TSTs比hashing更快(特别是对于搜索缺失键的情况)。

基数树

Radix Tree, 也叫 Patricia trie (Practical Algorithm to Retrieve Information Coded in Alphanumeric), crit-bit tree, 压缩前缀树: ・Remove one-way branching. ・Each node represents a sequence of characters. ・Implementation: one step beyond this course. ![](/images/radix_trie.png “put(“shells”, 1); put(“shellfish”, 2); image from: https://algs4.cs.princeton.edu/") 对于基数树的每个节点,如果该节点是唯一的子树的话,就和父节点合并。

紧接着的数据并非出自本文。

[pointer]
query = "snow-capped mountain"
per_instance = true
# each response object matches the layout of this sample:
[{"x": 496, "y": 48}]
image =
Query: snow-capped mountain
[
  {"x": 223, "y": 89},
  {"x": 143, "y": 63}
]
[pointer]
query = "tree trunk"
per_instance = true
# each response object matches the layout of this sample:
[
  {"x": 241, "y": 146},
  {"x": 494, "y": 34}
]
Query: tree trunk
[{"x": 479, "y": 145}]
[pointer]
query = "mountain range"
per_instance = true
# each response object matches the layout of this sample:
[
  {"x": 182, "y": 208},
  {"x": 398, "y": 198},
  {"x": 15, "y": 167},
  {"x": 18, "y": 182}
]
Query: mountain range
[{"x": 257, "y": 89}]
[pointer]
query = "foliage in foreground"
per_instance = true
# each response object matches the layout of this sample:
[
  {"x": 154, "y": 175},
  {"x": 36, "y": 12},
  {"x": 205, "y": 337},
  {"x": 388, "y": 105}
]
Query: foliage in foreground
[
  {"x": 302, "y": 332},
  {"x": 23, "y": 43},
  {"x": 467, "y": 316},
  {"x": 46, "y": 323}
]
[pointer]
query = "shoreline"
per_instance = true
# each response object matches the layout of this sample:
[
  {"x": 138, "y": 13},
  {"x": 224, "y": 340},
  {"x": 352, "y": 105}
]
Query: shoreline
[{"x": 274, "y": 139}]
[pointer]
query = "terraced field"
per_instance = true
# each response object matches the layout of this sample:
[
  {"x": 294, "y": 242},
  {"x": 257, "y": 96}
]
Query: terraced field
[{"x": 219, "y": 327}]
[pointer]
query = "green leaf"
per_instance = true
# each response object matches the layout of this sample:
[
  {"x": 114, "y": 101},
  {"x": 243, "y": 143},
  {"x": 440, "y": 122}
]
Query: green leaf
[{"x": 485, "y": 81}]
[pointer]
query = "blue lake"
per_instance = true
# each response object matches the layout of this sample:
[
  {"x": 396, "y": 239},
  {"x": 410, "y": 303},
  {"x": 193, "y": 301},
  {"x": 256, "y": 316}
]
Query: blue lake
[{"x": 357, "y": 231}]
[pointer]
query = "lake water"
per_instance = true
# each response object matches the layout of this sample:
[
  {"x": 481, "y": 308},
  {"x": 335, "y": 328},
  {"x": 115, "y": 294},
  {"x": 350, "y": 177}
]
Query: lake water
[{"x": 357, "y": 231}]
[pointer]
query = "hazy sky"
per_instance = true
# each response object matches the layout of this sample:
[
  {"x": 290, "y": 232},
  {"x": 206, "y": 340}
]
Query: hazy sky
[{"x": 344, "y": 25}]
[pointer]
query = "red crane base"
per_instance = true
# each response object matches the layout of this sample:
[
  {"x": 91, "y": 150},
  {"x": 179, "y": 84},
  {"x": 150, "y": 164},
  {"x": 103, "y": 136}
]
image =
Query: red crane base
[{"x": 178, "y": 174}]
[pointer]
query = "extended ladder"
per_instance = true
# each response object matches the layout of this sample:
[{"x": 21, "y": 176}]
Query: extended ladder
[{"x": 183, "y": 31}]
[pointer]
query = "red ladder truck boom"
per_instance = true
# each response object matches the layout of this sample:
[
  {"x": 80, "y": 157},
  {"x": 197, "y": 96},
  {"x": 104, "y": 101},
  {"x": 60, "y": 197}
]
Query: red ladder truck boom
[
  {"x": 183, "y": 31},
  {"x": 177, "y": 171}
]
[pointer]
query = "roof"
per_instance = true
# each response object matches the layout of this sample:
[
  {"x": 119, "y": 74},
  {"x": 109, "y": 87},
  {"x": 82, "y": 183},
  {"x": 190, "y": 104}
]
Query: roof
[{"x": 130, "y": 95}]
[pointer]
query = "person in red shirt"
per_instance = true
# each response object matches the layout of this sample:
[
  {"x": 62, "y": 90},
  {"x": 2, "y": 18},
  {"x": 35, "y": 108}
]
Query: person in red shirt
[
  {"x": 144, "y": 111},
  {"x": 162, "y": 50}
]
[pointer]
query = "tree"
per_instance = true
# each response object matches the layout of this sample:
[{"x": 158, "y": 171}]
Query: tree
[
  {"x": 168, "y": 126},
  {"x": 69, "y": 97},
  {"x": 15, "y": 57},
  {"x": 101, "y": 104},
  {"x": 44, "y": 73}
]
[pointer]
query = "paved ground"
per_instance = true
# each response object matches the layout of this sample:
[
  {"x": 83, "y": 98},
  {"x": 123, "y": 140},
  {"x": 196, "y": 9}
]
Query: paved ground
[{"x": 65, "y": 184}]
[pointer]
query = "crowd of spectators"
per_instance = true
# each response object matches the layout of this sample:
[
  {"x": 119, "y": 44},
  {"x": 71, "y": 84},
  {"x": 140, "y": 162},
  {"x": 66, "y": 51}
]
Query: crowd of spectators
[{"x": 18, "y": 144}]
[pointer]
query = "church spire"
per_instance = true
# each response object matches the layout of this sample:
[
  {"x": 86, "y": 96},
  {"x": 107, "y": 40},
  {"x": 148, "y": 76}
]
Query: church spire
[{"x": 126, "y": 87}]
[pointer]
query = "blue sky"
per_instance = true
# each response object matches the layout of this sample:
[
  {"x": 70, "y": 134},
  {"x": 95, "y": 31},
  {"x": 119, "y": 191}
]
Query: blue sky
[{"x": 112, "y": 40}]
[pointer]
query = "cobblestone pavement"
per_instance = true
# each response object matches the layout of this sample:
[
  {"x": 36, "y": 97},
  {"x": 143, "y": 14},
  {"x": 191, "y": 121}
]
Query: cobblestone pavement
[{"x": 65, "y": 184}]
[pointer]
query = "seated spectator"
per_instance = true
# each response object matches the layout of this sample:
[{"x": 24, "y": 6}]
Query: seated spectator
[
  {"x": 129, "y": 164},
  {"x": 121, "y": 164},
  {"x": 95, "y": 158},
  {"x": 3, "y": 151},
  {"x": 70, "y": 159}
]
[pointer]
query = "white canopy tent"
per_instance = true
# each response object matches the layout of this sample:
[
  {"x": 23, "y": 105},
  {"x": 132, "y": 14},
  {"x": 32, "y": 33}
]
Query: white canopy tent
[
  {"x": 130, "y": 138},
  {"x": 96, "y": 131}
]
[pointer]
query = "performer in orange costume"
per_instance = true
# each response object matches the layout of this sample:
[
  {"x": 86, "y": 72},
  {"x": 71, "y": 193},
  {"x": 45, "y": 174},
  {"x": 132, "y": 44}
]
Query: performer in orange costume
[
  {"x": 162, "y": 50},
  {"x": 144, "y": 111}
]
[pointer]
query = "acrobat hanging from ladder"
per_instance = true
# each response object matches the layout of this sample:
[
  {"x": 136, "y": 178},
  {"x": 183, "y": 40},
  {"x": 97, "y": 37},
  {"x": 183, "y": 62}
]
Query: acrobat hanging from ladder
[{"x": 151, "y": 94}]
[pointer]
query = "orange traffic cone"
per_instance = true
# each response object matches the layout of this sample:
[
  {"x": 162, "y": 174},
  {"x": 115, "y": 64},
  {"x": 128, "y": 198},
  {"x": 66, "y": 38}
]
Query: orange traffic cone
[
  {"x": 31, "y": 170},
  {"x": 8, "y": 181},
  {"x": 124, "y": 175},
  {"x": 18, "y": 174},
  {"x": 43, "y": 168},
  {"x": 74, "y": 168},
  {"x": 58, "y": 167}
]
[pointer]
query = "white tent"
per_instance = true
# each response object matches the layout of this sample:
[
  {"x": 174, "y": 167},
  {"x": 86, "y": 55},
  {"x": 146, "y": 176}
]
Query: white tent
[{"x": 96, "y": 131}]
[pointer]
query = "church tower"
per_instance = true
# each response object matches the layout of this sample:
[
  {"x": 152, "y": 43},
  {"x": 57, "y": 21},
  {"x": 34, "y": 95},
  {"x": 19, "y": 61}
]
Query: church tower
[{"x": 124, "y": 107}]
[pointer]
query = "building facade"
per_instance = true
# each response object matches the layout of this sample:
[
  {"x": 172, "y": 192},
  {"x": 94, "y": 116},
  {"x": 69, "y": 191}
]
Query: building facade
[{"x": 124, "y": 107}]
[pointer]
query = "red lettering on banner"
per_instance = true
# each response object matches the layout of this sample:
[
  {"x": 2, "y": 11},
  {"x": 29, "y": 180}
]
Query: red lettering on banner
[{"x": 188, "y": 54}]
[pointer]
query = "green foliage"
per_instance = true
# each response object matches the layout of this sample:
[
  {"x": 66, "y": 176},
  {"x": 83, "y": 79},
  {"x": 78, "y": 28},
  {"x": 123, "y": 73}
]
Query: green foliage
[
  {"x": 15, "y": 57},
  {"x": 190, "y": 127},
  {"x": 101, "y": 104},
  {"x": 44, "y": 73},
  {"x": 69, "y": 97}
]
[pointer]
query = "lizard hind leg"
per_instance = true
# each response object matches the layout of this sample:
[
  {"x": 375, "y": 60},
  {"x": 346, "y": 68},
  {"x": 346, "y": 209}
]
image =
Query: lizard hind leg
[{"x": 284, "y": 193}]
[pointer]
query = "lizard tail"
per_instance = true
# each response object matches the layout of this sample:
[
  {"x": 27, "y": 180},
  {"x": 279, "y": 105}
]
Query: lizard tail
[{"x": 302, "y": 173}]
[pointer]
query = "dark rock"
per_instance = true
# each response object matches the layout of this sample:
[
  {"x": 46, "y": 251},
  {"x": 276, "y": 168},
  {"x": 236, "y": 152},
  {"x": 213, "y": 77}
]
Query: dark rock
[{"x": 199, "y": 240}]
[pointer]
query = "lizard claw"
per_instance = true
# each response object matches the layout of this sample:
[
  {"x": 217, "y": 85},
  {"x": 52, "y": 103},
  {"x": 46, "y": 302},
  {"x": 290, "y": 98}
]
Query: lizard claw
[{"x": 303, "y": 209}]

Applications. ・Database search. ・P2P network search. ・IP routing tables: find longest prefix match. ・Compressed quad-tree for N-body simulation. ・Efficiently storing and querying XML documents.

后缀树

后缀树(Suffix tree)指字符串后缀的基数树: 一个String S的后缀树是一个边(edge)被标记为字符串的树。因此每一个S的后缀都唯一对应一条从根节点到叶节点的路径。这样就形成了一个S的后缀的基数树。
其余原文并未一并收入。